The national limit was left unchanged at $417,000 based on declines in FHFA’s monthly and quarterly house price indexes over the past year. The monthly purchase-only index declined 5.9 percent over the 12 months ending August 2008, and the quarterly all-transactions index dropped 1.7 percent from second quarter 2007 to second quarter 2008. Virtually every other measure of house prices has also fallen, with many showing even larger declines. FHFA has not yet determined whether it will continue to use a currently existing FHFA price index to gauge price movements in future years. For this year, however, all reliable metrics point to lower prices, and a price decline of any size is sufficient to determine that the national limit will not change.
Following the provisions of HERA, FHFA has set loan limits for “high-cost” areas in 2009. These limits are set equal to 115 percent of local median house prices and cannot exceed 150 percent of the standard limit, which is $625,500 for one-unit homes in the continental U.S. The new limits affect loans purchased by an Enterprise in 2009, unless the loans were made permanently eligible for purchase under the Economic Stimulus Act enacted earlier in 2008 and has generally higher limits.
Under rules set forth in the Stimulus Act, loans originated in 2008 and the second half of 2007 are subject to limits of 125 percent of local price medians up to a maximum of $729,750. As a result of the difference in the formula for determining high-cost area limits, many of the high-cost area loan limits are different for 2009 than they were for 2008. They are generally lower because of the lower median price multiplier in HERA (i.e., loan limits are 115 percent rather than 125 percent of median prices) and the lower ceiling ($625,500 rather than $729,570).

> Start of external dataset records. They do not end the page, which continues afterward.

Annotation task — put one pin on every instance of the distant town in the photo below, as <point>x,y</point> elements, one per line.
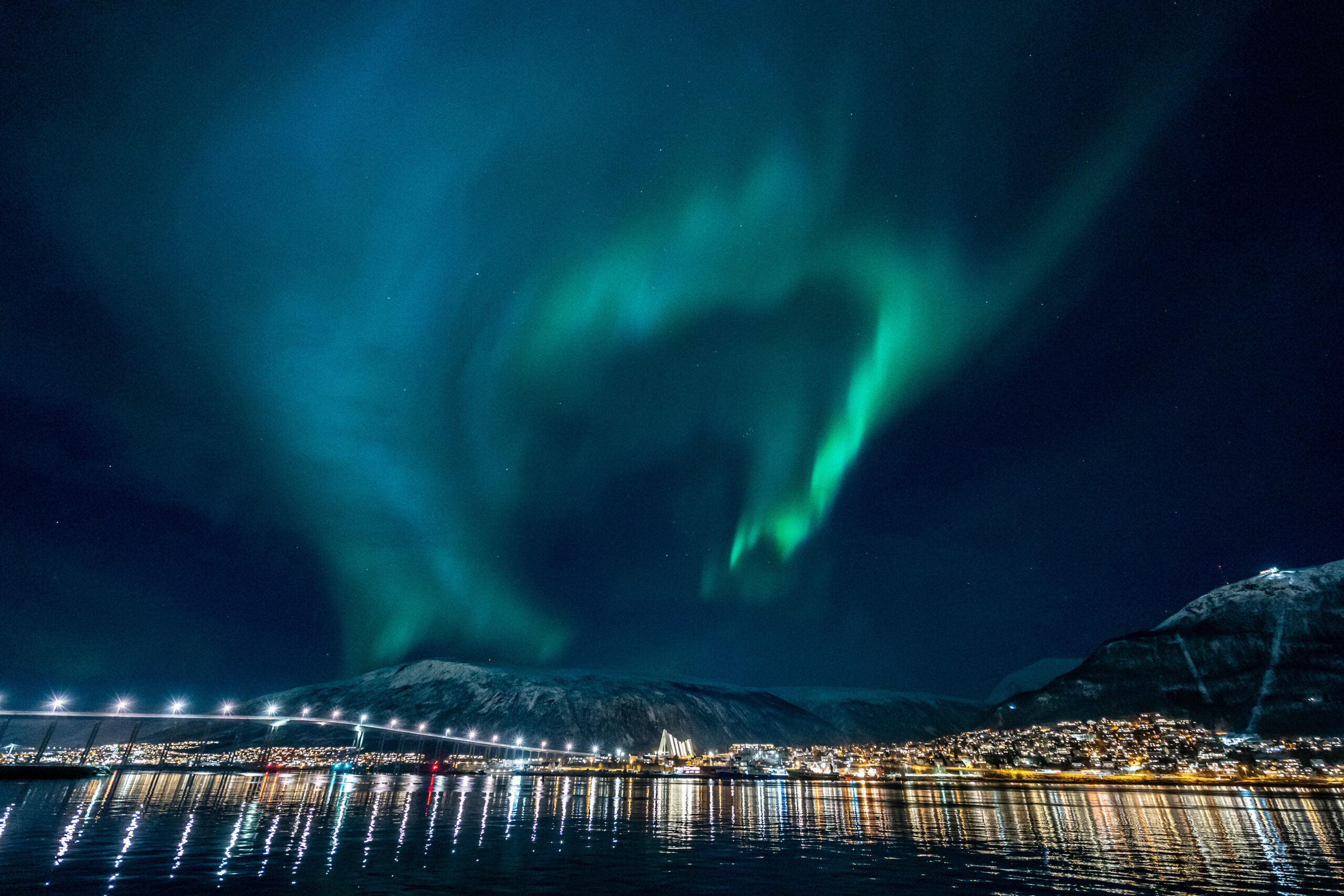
<point>1150,749</point>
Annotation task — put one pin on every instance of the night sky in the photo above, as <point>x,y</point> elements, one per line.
<point>890,345</point>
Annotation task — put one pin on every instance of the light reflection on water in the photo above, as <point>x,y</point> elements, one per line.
<point>377,833</point>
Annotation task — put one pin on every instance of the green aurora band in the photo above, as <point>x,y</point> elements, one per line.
<point>418,279</point>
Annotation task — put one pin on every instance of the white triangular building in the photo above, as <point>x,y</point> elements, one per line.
<point>670,746</point>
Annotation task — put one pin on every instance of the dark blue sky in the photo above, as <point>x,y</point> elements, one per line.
<point>777,345</point>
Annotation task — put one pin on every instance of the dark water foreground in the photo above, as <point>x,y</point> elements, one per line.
<point>181,833</point>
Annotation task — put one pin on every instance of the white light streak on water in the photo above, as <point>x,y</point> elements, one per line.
<point>125,848</point>
<point>433,818</point>
<point>369,835</point>
<point>401,830</point>
<point>342,803</point>
<point>270,836</point>
<point>233,841</point>
<point>515,786</point>
<point>68,835</point>
<point>303,841</point>
<point>182,844</point>
<point>461,805</point>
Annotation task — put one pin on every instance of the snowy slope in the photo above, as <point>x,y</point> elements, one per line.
<point>561,705</point>
<point>886,716</point>
<point>1264,655</point>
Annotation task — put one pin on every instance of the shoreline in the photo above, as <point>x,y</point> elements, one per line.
<point>991,778</point>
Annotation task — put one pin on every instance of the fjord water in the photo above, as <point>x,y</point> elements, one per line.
<point>187,833</point>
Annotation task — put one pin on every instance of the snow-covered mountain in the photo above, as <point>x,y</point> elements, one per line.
<point>1264,655</point>
<point>886,716</point>
<point>561,707</point>
<point>613,712</point>
<point>1033,678</point>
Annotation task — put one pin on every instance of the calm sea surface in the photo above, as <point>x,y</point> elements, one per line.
<point>175,833</point>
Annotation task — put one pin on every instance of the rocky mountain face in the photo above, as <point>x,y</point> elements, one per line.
<point>617,714</point>
<point>560,707</point>
<point>1033,678</point>
<point>1264,655</point>
<point>886,716</point>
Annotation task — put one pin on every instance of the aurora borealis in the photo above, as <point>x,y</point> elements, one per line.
<point>490,316</point>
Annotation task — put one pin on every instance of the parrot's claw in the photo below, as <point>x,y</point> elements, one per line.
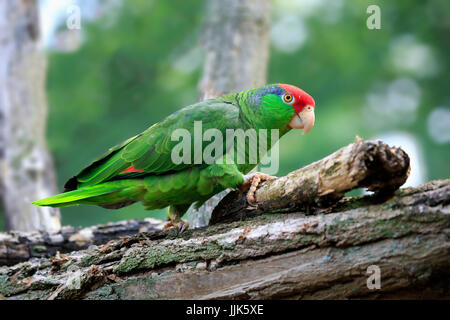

For loans originated during the period covered by the Stimulus Act, the higher of those limits and the 2009 limits will apply.
In calculating loan limits, FHFA used median house price estimates calculated by the Federal Housing Administration (FHA) of the Department of Housing and Urban Development (HUD). Those values have been estimated in a manner consistent with requirements of the National Housing Act, which requires that median prices for all counties in metropolitan statistical areas (MSAs) be set equal to the median price for the highest-cost county. FHA has estimated median house prices for the purpose of setting its own loan limits and has used data from a number of sources, including aggregated county recorder data (supplied by Radar Logic), the American Community Survey, and the National Association of Realtors.
HUD will allow a 30-day appeals period for those wishing to contest its median price estimates. Appeals are to be based upon data suggesting a potentially higher price median for a given area. Details concerning the appeals process will be released today in an FHA mortgagee letter. To the extent that appeals are deemed valid and HUD’s median price estimates change in response to the one-time appeals process, the FHFA loan limits will be changed to reflect the updated data.
While FHFA has used median house prices estimated by FHA for 2009 loan limits, it may choose alternative methods in future years. FHFA will be seeking public comment on a forthcoming proposal concerning the best approach to measuring price medians for this application.
As in previous years, the 2009 maximum conforming limits are higher in Alaska, Hawaii, Guam, and the U.S. Virgin Islands than in the contiguous U.S. In those areas, as delineated in the attached list, loan limits vary from $625,500 to $721,050 for one-unit properties.
In addition to a table containing a list of all conforming loan limits for all U.S. counties and statistically equivalent areas, also attached is a list showing only those areas where 2009 loan limits are set by the high-cost area provisions in HERA. These areas have loan limits above $417,000 for one-unit properties in the continental U.S. and above $625,500 for properties in Alaska, Hawaii, Guam and the U.S. Virgin Islands.